Details
-
Bug
-
Status: Open
-
Minor
-
Resolution: Unresolved
-
2.5.0, 2.6.0
-
None
Description
The Rack Aware documentation references a rack-topology.sh script which has two small flaws;
1) From 2.x.x the default config dir is ..etc/hadoop not ..etc/hadoop/conf
2) When configuring DN to rack IDs in the rack_topology.data file if hostnames are used then the rack-topology.sh script returns the prefixed rack ID but the balancer and fsck report omit the rack ID and only return one single rack (IP addresses in the data file work fine).

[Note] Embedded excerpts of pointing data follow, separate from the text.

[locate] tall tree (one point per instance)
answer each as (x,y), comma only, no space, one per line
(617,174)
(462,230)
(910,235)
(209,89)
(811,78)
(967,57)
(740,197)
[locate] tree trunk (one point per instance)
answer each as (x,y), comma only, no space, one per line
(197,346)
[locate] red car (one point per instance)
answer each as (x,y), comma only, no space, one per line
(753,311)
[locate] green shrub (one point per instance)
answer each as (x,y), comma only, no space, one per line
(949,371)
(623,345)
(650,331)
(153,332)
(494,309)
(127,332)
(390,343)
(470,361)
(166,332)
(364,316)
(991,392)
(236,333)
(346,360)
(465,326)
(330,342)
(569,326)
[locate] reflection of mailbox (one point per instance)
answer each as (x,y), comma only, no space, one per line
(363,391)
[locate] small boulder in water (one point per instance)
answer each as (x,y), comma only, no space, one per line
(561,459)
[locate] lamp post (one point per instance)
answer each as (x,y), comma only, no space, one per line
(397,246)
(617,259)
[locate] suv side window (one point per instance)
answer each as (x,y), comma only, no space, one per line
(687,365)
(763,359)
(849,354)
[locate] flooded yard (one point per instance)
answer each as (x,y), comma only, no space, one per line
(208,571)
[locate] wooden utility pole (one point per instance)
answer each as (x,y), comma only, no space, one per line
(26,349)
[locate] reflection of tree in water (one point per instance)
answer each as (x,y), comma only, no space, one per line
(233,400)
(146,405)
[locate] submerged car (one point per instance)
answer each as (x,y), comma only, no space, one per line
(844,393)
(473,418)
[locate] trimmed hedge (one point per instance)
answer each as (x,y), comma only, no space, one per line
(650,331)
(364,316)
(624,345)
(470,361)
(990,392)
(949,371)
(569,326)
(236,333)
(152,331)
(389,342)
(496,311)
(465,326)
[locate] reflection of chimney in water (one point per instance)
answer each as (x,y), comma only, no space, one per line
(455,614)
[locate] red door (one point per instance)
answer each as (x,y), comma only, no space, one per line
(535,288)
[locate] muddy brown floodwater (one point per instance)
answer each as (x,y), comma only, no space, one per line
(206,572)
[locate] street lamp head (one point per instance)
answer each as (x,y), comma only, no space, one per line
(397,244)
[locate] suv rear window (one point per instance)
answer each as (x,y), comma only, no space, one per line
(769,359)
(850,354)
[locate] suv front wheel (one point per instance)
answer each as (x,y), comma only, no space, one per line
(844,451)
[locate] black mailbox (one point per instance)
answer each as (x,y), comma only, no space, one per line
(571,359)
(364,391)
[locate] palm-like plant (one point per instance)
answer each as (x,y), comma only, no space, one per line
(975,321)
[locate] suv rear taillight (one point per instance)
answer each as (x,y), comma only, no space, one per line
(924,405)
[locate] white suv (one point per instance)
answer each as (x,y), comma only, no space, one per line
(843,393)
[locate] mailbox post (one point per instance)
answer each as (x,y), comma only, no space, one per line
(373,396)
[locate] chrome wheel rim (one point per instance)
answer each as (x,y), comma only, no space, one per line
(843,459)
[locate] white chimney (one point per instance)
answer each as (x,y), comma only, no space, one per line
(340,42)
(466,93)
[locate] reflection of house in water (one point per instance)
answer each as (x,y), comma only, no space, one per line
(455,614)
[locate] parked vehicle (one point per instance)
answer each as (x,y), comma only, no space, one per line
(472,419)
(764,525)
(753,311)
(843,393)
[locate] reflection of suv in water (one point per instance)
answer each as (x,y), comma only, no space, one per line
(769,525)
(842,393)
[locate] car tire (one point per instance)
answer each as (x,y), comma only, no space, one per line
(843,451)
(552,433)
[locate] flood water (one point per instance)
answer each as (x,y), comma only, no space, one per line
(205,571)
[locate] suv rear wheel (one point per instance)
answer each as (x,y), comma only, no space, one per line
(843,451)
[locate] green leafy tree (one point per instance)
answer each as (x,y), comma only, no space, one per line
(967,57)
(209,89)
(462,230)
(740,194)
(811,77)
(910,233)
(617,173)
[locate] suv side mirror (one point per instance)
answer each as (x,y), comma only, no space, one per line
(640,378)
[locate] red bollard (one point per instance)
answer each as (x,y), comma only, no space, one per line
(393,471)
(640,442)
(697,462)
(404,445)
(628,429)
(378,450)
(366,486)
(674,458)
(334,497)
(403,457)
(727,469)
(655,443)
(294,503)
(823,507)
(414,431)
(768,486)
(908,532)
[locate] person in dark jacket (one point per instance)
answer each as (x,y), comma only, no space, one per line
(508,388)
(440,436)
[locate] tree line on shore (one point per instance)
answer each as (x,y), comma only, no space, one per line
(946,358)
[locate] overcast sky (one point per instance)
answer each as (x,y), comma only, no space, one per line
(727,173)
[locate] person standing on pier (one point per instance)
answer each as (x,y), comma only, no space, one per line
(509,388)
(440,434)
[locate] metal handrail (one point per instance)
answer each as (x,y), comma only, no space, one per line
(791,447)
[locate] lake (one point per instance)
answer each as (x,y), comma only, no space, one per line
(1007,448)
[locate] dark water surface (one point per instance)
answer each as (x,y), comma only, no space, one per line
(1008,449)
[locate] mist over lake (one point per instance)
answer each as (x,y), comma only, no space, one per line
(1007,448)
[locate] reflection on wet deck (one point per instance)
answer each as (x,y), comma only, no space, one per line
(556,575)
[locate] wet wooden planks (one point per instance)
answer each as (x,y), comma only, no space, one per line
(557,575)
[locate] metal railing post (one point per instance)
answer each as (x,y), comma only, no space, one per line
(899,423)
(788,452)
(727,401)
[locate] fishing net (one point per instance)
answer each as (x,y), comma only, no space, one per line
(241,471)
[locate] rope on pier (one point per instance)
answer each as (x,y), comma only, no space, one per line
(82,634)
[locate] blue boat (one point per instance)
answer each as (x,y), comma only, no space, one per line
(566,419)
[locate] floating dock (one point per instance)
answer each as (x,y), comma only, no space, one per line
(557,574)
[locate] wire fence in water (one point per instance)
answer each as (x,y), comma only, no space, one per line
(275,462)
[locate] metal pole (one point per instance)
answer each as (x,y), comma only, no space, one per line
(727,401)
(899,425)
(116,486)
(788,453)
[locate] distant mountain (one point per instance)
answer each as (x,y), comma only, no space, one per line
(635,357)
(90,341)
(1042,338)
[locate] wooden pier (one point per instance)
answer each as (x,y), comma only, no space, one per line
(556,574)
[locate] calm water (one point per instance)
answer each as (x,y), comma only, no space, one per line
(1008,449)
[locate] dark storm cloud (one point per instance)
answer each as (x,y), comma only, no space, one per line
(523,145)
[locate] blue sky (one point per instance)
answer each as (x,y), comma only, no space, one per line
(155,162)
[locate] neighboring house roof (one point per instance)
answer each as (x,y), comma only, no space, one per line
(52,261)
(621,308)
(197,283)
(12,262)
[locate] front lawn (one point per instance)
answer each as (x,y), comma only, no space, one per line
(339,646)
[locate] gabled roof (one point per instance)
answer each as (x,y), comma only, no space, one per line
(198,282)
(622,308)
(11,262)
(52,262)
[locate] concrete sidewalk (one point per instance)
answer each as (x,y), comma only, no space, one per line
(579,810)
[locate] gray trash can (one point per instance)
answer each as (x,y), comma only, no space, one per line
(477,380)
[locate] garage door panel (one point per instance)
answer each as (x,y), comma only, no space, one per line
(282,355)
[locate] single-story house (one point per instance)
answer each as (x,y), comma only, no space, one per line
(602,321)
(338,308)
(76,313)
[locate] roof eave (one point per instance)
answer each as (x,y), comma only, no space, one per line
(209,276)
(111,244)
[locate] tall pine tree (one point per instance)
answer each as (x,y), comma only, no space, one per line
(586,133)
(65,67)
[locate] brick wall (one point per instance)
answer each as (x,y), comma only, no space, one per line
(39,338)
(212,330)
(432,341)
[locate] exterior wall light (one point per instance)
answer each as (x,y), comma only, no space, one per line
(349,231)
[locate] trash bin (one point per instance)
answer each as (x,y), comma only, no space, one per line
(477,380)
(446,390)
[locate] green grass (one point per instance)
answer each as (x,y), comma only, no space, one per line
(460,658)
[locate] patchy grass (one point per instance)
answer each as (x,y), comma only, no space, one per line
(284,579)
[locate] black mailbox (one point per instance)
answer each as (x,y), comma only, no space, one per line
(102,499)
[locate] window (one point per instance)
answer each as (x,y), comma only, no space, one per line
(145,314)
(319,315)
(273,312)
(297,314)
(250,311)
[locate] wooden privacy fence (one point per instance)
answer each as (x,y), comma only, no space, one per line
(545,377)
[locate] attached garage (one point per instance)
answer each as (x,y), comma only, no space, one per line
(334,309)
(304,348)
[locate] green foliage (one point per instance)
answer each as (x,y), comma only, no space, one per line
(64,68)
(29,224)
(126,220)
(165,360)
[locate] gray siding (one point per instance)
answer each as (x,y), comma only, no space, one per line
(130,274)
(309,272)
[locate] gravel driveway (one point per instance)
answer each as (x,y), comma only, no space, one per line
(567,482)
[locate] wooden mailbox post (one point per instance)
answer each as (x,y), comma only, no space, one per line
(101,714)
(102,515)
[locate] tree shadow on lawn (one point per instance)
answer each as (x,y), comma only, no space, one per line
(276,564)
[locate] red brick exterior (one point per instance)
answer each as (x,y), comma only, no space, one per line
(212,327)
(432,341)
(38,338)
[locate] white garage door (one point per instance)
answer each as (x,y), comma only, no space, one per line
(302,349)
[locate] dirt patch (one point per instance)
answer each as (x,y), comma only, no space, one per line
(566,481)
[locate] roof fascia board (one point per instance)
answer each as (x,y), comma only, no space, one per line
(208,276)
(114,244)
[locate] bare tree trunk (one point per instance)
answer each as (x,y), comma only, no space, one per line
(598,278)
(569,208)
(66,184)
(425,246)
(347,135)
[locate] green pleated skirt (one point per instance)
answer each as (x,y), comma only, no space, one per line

(e.g: when using hostnames
rack_topology.data
------------------------
datanode0 01
..
grep NetworkTopology logs/hadoop-hduser-namenode-NameNode0.log
--------------------------------------------------------------------------------------------
2014-08-27 10:29:52,518 INFO org.apache.hadoop.net.NetworkTopology: Adding a new node: /LAB/rack/192.168.0.12:50010
hdfs fsck /
-------------
Number of data-nodes: 3
Number of racks: 1)
(e.g. when using IP addresses:
rack_topology.data
-----------------------
192.168.0.10 01
..
grep NetworkTopology logs/hadoop-hduser-namenode-NameNode0.log
-----------------------
2014-08-27 11:14:22,796 INFO org.apache.hadoop.net.NetworkTopology: Adding a new node: /LAB/rack_01/192.168.0.10:50010
hdfs fsck /
-------------
Number of data-nodes: 3
Number of racks: 2)